It's also reducing the price of its subscription in the two countries.

Devindra Hardawar / Engadget

Quibi has launched a free streaming tier in Australia and New Zealand. In an email obtained by The Verge, the company tells subscribers in the two countries that it’s “now offering an ad-supported free plan so you can choose the right option for you.” In the same message, Quibi says it’s also reducing the price of its single paid tier in Australia from $13 to $7 AUD (approximately $9 and $5 respectively). “No need to take action, just enjoy the extra six bucks,” says the email.

A Quibi spokesperson confirmed the move to Engadget. At the moment, it’s unclear if the company plans to launch a similar offering in other markets.

Quibi previously tried to attract new subscribers by uploading some of its original content — in both portrait and horizontal orientations — to YouTube. However, the new tier marks the most drastic attempt to date by Quibi to get new customers.

Despite a splashy introduction at CES 2020 and the visibility of its two co-founders, it’s safe to say Quibi likely hasn’t had the start it imagined it would after securing $1.8 billion in investor funding. As The Verge points out, while the company earned a couple of Emmy nominations recently, it hasn’t had a success like The Mandalorian. Pricing is another likely issue. At $8 per month, the company’s ad-free offering is more expensive than Disney+. Moreover, for the same price as its ad-supported tier, you can get access to Apple TV+, which at least has content like For All Mankind and The Morning Show.

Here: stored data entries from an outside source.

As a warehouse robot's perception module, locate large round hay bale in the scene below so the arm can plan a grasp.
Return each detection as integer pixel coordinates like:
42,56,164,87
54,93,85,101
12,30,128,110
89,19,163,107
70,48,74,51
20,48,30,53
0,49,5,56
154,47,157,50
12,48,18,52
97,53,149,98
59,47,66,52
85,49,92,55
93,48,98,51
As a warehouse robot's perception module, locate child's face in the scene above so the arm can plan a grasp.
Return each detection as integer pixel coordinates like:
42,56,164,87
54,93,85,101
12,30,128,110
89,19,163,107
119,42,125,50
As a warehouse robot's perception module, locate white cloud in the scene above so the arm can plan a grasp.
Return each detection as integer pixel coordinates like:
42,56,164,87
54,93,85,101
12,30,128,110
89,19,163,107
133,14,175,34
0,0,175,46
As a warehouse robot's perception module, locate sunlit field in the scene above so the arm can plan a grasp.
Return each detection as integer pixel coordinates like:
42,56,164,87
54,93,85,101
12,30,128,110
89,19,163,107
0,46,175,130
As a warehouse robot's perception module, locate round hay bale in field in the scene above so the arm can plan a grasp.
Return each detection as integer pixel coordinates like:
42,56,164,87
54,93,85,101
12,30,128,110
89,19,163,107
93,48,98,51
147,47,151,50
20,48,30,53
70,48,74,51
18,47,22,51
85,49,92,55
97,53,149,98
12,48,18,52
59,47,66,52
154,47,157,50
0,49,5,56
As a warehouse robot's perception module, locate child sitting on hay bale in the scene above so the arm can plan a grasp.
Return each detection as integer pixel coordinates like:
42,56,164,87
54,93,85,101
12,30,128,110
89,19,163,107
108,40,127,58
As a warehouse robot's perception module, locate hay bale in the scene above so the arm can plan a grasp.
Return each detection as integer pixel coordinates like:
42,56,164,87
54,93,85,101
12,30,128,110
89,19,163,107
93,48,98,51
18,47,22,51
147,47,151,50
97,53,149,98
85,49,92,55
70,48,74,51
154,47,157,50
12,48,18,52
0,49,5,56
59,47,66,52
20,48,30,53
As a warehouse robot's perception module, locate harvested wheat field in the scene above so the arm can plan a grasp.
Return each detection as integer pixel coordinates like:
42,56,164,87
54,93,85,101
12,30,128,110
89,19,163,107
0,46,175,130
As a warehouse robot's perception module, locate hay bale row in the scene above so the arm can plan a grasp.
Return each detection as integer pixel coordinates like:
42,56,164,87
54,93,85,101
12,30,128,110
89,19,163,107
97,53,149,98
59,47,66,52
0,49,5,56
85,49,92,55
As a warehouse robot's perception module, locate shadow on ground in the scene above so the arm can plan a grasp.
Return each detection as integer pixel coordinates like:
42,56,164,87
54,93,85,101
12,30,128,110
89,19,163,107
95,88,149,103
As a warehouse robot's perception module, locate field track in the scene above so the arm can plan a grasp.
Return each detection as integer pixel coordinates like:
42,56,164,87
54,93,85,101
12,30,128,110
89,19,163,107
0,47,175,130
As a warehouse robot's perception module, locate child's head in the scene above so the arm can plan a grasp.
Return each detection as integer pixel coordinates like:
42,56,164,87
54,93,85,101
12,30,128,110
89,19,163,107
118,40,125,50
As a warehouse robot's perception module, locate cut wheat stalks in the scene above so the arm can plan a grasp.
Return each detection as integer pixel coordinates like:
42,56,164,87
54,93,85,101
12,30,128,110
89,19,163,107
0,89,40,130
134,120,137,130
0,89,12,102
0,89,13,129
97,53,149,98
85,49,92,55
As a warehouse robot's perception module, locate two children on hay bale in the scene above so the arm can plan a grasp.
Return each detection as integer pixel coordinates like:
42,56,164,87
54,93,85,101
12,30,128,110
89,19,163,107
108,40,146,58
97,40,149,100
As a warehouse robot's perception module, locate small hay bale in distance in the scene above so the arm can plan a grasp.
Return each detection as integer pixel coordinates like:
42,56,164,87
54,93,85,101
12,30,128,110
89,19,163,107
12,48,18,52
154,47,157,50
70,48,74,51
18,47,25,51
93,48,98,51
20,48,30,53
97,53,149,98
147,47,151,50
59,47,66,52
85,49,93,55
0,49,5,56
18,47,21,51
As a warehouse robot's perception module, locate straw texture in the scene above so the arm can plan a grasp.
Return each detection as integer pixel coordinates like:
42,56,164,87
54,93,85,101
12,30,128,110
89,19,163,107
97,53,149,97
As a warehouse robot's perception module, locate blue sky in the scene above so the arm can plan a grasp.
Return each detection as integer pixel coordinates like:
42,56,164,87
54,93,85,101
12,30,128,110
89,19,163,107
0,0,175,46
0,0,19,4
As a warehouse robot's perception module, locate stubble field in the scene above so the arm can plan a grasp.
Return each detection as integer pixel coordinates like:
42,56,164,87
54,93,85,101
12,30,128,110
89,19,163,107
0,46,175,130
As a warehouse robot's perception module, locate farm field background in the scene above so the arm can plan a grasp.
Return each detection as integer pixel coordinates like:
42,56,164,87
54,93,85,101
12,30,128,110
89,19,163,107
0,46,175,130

The coronavirus pandemic may have also played a part. While the stay-at-home orders that followed the pandemic’s arrival were a boon to traditional streaming services like Netflix and Disney+, they probably didn’t help Quibi with its content designed for mobile consumption. It also hasn’t helped that Quibi only recently starting allowing people to stream content to TV screens. If the company has something going for it, it’s that it has a lot of cash to weather a slow launch and make moves like the one above.